The White House’s Task Force on Worker Organizing and Empowerment released a detailed report this morning containing nearly 70 recommendations to spur unionization in the private and public sectors. Formed last April, the Task Force was tasked with “mobilizing the federal government’s policies, programs, and practices to empower workers to organize and successfully bargain with their employers.” In particular the report calls for “making the federal government a model employer,” including by expanding collective bargaining rights for certain groups of federal workers, such as the TSA’s screening workforce, and facilitating a faster path to a first contract for newly unionized workers. The report also offers a laundry list of recommendations for “increasing visibility, support, awareness, and promotion of collective bargaining,” and, crucially, “ensuring effective enforcement of existing laws.” While a closer look is needed to tell whether the document is as “strikingly pro-union” as some outlets have suggested, it is another encouraging sign from an administration that has worked to deliver on its promise to be the “most pro-union president leading the most pro-union administration in American history.”
In an exclusive interview with More Perfect Union, NLRB General Council Jennifer Abruzzo laid out her priorities for contending with rampant union-busting by employers across the economy. In particular, Abruzzo announced her support for reviving the Joy Silk doctrine, under which employers must accede to a union’s request for recognition—without seeking a Board-administered election—unless they possess a good-faith doubt as to the union’s majority status. The doctrine has its origins in the 1949 Joy Silk Mills, Inc. decision in which the Board held that the employer’s failure to recognize a union without such a good-faith doubt constituted a violation of section 8(a)(5) of the NLRA. After a string of decisions weakening the doctrine, it was abandoned by the Board–and that abandonment was upheld by the Supreme Court—in the 1969 Gissel Packing Co. case. Ever since then, broadly speaking, employers have been able to leverage the delay and formality of a Board election to stall organizing, even when presented with overwhelming evidence that a unionization drive has majority support among its workers. As Brandon Magner has explained, a revival of the doctrine would be a powerful tool to support unionization.

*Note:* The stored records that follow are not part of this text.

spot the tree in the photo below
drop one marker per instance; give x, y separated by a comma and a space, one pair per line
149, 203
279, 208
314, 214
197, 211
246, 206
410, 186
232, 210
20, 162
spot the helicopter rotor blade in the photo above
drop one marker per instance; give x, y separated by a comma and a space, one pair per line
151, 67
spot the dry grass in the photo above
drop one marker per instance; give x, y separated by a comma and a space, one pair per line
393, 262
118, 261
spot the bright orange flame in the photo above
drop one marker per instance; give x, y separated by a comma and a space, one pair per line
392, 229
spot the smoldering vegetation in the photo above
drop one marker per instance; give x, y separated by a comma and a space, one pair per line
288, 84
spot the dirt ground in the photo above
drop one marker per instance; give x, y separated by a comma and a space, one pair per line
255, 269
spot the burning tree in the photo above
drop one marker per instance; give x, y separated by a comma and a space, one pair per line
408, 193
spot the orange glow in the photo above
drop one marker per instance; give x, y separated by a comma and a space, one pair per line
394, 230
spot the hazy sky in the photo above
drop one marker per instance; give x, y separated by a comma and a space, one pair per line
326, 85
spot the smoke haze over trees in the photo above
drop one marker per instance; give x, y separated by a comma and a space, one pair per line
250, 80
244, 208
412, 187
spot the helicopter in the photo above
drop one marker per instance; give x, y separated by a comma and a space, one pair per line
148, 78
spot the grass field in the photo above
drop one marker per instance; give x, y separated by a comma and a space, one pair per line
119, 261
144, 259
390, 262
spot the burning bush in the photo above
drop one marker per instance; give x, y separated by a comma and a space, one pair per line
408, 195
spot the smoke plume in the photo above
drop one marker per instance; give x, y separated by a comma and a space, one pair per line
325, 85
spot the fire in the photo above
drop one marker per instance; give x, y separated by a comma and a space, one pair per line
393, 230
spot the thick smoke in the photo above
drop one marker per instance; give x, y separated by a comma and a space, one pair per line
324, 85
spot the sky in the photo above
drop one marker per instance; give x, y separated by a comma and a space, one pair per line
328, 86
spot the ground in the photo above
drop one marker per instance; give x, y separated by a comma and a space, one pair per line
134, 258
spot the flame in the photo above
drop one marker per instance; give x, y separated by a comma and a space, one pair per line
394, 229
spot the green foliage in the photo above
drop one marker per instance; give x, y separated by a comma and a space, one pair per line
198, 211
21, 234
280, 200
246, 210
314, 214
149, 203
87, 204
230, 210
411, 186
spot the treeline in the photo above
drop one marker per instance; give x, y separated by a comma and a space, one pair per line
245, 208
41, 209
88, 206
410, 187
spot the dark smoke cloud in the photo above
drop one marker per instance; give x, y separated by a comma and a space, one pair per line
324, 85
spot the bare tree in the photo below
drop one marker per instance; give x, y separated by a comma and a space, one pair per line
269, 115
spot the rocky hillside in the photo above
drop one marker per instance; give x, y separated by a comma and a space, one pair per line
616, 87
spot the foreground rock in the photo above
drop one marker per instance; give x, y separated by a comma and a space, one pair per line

Finally, The American Prospect posted two valuable articles this morning exploring different aspects of the late-covid labor market. In Why Trucking Can’t Deliver the Goods, Harold Meyerson chronicles the recent history of the trucking sector—in particular its deregulation and the “self-marginalization” of the once-powerful Teamsters union—and calls for the NLRB to reconsider its permissive attitude toward rampant misclassification of drivers. And in To Combat Labor Shortages, Extend Prevailing Wage Beyond Construction Workers, Robert Bruno reviews “[d]ecades” of academic research “dissecting” the impact of prevailing-wage laws, which require government contracts to provide for wage levels at or above local market standards. According to Bruno, ample research—and in particular a recent study by the Illinois Economic Policy Institute and the Project for Middle Class Renewal at the University of Illinois at Urbana Champaign—demonstrates that these laws “not only produce higher wages and better benefits for workers, but they dramatically increase participation in apprenticeship programs that function as labor supply pipelines.” Equally important, Bruno continues, they “do not increase total project costs, because they attract higher levels of skill and productivity to the job site, result in fewer safety and performance problems, and improve workforce retention.” While the federal government has had a prevailing-wage law on the books for roughly 60 years, only eight states have passed analogous laws applying to service contracts at the state or municipal level. This “proven idea,” Bruno concludes, should be expanded.